Okay, so I smoke, but only outside.

Lately Loki has had an undying obession with stealing a smoke from my pack on the table, chair, wherever it is, and devoring it. I mean he BITES (most friendly rat ever otherwise) when you try and take the smoke away.

He will attempt to overcome any and all obstacles to obtain a ciggarette....

What can I do and WHY is he doing this...?

It cannot be healty for him...


----------



## watts300 (Aug 3, 2013)

Maybe he's trying to tell you something;
He wants you to stop smoking. 


If you do stop smoking, I *guarantee* the problem will go away.


----------



## Ruka (Dec 20, 2012)

watts300 said:


> Maybe he's trying to tell you something;
> He wants you to stop smoking.
> 
> 
> Sent from Petguide.com Free App


I'm trying, haha.

But no, it doesn't matter where I put them... he searches and searches...
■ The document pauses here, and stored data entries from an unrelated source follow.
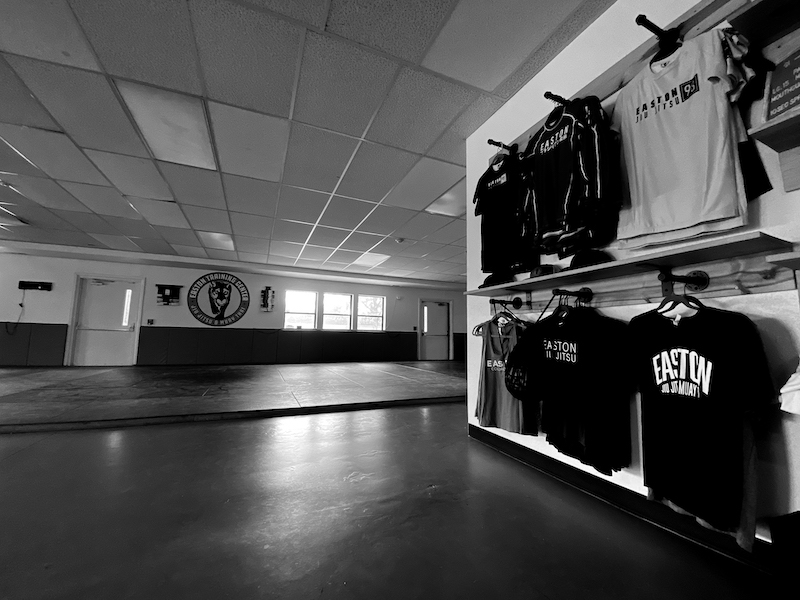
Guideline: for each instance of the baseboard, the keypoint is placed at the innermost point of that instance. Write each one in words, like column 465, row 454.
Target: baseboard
column 763, row 556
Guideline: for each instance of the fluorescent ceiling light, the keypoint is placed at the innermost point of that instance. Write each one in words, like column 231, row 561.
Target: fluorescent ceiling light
column 174, row 125
column 452, row 203
column 371, row 259
column 219, row 241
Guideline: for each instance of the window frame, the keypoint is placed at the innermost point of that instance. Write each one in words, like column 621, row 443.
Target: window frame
column 350, row 322
column 383, row 313
column 287, row 312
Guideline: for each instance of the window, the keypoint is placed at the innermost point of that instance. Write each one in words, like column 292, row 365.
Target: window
column 370, row 313
column 301, row 310
column 337, row 311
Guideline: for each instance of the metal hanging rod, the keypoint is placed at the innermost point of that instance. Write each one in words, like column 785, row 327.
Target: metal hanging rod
column 556, row 98
column 584, row 294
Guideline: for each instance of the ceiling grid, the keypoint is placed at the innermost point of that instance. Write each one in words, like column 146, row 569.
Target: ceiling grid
column 98, row 136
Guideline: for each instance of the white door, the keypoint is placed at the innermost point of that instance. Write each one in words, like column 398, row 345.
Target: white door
column 105, row 329
column 435, row 331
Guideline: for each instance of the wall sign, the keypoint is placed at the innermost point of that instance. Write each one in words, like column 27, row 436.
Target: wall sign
column 784, row 86
column 218, row 299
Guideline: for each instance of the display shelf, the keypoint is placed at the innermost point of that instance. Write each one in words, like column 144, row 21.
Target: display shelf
column 788, row 260
column 721, row 248
column 781, row 133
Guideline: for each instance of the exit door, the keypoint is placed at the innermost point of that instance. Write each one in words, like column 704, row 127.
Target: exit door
column 435, row 339
column 106, row 318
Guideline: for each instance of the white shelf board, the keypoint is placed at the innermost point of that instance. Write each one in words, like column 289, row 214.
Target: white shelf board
column 710, row 250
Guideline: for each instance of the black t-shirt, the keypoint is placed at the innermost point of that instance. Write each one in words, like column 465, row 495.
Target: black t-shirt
column 573, row 371
column 699, row 380
column 499, row 199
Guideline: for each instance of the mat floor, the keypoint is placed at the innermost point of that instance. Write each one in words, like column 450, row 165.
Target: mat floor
column 42, row 399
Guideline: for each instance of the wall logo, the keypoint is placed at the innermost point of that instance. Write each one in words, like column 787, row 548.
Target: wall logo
column 218, row 299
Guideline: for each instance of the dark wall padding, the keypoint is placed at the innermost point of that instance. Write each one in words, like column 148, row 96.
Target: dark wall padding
column 212, row 346
column 32, row 344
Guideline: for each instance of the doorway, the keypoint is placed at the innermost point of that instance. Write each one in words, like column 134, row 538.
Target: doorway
column 106, row 321
column 434, row 330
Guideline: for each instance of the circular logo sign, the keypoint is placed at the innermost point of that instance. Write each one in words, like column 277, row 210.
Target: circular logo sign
column 218, row 299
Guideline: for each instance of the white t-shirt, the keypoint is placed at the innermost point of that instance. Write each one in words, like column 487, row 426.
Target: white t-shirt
column 679, row 136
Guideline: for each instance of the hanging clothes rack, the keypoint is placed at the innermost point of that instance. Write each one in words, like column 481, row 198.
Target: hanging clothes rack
column 668, row 40
column 556, row 98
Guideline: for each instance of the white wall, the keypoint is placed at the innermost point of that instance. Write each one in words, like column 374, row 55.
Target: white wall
column 613, row 36
column 402, row 303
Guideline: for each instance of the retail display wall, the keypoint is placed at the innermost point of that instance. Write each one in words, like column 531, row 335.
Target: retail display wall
column 777, row 314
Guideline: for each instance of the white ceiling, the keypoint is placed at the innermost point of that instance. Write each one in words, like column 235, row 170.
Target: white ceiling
column 307, row 134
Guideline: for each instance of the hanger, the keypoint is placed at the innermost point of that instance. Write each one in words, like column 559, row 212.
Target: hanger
column 668, row 40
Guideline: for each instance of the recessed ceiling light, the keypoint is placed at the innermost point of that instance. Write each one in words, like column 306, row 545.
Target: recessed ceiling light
column 174, row 125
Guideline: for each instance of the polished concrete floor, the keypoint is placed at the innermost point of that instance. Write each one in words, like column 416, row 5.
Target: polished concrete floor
column 67, row 398
column 376, row 504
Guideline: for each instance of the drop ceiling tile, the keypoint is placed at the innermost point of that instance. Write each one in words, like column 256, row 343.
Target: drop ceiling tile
column 420, row 249
column 251, row 196
column 385, row 219
column 341, row 85
column 249, row 143
column 47, row 30
column 344, row 256
column 17, row 105
column 403, row 29
column 285, row 249
column 13, row 162
column 53, row 153
column 145, row 40
column 374, row 171
column 102, row 200
column 392, row 246
column 44, row 191
column 83, row 103
column 422, row 225
column 507, row 24
column 208, row 219
column 452, row 146
column 280, row 260
column 133, row 228
column 445, row 253
column 159, row 212
column 248, row 58
column 222, row 254
column 213, row 239
column 289, row 231
column 182, row 237
column 449, row 233
column 428, row 180
column 313, row 12
column 250, row 257
column 360, row 242
column 315, row 253
column 327, row 236
column 345, row 213
column 174, row 125
column 253, row 245
column 154, row 246
column 38, row 216
column 316, row 158
column 251, row 225
column 301, row 205
column 197, row 187
column 116, row 242
column 191, row 251
column 132, row 176
column 452, row 203
column 418, row 109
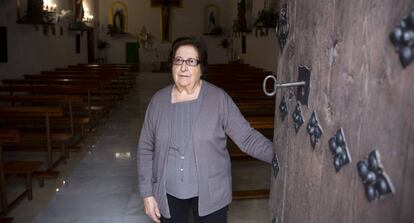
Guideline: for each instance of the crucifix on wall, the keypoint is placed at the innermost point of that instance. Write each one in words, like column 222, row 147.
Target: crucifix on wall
column 166, row 6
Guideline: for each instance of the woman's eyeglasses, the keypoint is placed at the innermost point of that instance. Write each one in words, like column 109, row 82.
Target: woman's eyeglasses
column 190, row 61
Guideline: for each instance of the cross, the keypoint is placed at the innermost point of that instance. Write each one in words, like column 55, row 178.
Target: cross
column 165, row 15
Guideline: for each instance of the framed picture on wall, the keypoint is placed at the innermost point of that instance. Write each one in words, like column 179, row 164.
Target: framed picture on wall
column 212, row 19
column 3, row 44
column 244, row 22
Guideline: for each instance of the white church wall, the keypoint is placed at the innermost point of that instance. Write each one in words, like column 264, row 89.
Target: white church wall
column 30, row 50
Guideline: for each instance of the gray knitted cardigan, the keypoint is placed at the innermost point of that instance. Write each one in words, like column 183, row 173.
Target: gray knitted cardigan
column 218, row 117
I am not sure if obsession with items is healthy for rats..


----------



## watts300 (Aug 3, 2013)

Ruka said:


> I'm trying, haha.


"Try not. Do, or do not. There is no try."


----------



## PaigeRose (Apr 12, 2013)

I feel your pain on quitting, its not so easy as everyone tells you.

Have you thought about switching to an electronic cigarette? He may not be as interested if its not tobacco. I had a roommate whos cat was obsessed with tobacco and wouldnt leave me alone after I came home from the hookah cafe...

Sent from Petguide.com Free App


----------



## watts300 (Aug 3, 2013)

I used to smoke. I was able to quit cold turkey without issues many years ago. I still encourage people to try it. 

I also still very much enjoy the aroma of unlit tobacco. I've always thought that a freshly opened pack of cigarettes smells like raisins. (Go ahead, sniff them. I dare you.) Pipe tobacco smells even better, but I don't use any kind of tobacco. 

At any rate, depending on how many cigarettes he's eaten, it's possible he's just as addicted (to the nicotine) as you are. Even if he's after them just because he thinks they smell and taste good, you should keep them away from the rats. I can't really imagine that it would be difficult to keep them in a drawer, cupboard, or separate room. 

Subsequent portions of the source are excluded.